Melinda is 38 and lives in Edinburgh. Melinda coaches entrepreneurs for a living, and has a clear passion for her work noting, “I absolutely love my job, and it is great to help people achieve what they want from life.”
Melinda loves exploring the outdoors, being in the mountains, swimming in the Scottish sea, and finding the time to reconnect to herself through yoga.
Melinda’s life journey has led her to a point where she has embraced a life without her own children.
Anotherhood is about turning up the volume of the voices of women who do not have children; can you tell us why you wish to share your story with Anotherhood?

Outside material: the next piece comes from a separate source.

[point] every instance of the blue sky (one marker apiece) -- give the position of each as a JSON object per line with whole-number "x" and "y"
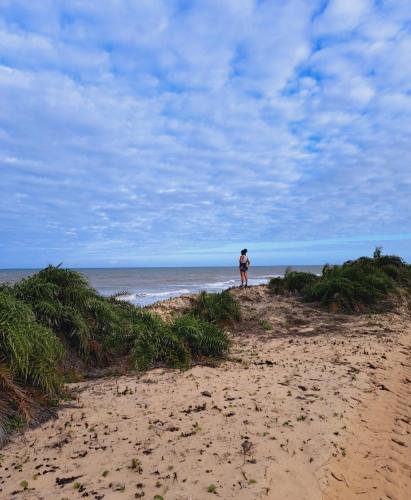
{"x": 148, "y": 132}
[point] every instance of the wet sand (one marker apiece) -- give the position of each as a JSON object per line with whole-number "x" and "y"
{"x": 309, "y": 405}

Everyone is really different and sometimes it feels like society expects certain things of people especially women and what they should want.

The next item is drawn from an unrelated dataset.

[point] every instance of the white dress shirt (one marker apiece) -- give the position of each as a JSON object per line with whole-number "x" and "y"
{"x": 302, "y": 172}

I would like to be someone who shares their voice to show that everyone has different lives, different choices. I want to help make people feel comfortable with what they decide to do with their lives and embrace what lives they have.

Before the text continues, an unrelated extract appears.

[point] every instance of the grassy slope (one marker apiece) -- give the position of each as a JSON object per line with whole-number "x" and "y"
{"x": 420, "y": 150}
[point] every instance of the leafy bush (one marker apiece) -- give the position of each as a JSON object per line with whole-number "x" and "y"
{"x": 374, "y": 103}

Can you share with us what was happening in your life when you realised that you did not want to have children?
It really wasn’t that clear-cut for me, when I was about 16, I was completely clear that I didn’t want to have my own children, I was absolutely certain that I wanted to adopt. I had it so clear in my head and then as I got older it became foggier. When I was with my ex partner, I would see other people have kids, see my friends having kids, I felt so different and like I was getting left behind.
I have very good friends who have children and the friendship has not changed. But it did change a lot in me; it suddenly made me feel different. I had been with my partner for 10 years, I thought ‘this is weird, I have been with him longer than everyone else, so why aren’t we getting married and having children’.
Looking back I know I was just thinking it because that’s what I felt like I should be doing, that’s what I was expected to do, that was how to keep up with society, to keep in with my friends and what is natural.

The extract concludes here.